Интерьер комнаты был прост: ковёр, кровать, стол и самый главный элемент – подушки. Они были везде, в каждом углу, разных цветов и размеров. Одну из них Фадэра приметила и решила присесть на неё и продолжить дальше осмотр с капитанского мостика. Самое удивительное, что у него не было никаких благ цивилизации. Ни телевизора, ни телефона, ни компьютера, все розетки были пусты, как младенцы, лишённые соски.

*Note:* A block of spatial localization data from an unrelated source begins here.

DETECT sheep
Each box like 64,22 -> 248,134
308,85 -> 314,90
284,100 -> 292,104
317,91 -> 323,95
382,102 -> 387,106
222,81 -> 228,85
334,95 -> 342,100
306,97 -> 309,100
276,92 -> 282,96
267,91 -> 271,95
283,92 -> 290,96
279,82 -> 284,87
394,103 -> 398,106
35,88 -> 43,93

Единственным предметом, работающим от электричества, было само электричество.
«Спасибо, что ещё свет работает».
Не увидев ничего более интересного и занимательного для себя в комнате, она подошла к окну.
Открывался невообразимой пейзаж, казалось, что стекло защищает Фадэру от убийственной красоты ночного Иерусалима. Старый город никогда не бывает так прекрасен, как ночью. Разглядывая фонари, Фадэра вспомнила случай из своей жизни, когда она только приехала поступать в академию, на улице к ней подошел незнакомец и сказал: «Я готов превратиться в брусчатый камень этой дороги, в зелень на склоне горы, в пустынный песок, чтобы не покидать это город никогда. Здесь можно умереть» – и ушёл. Это было самое первое и яркое впечатление об этом месте.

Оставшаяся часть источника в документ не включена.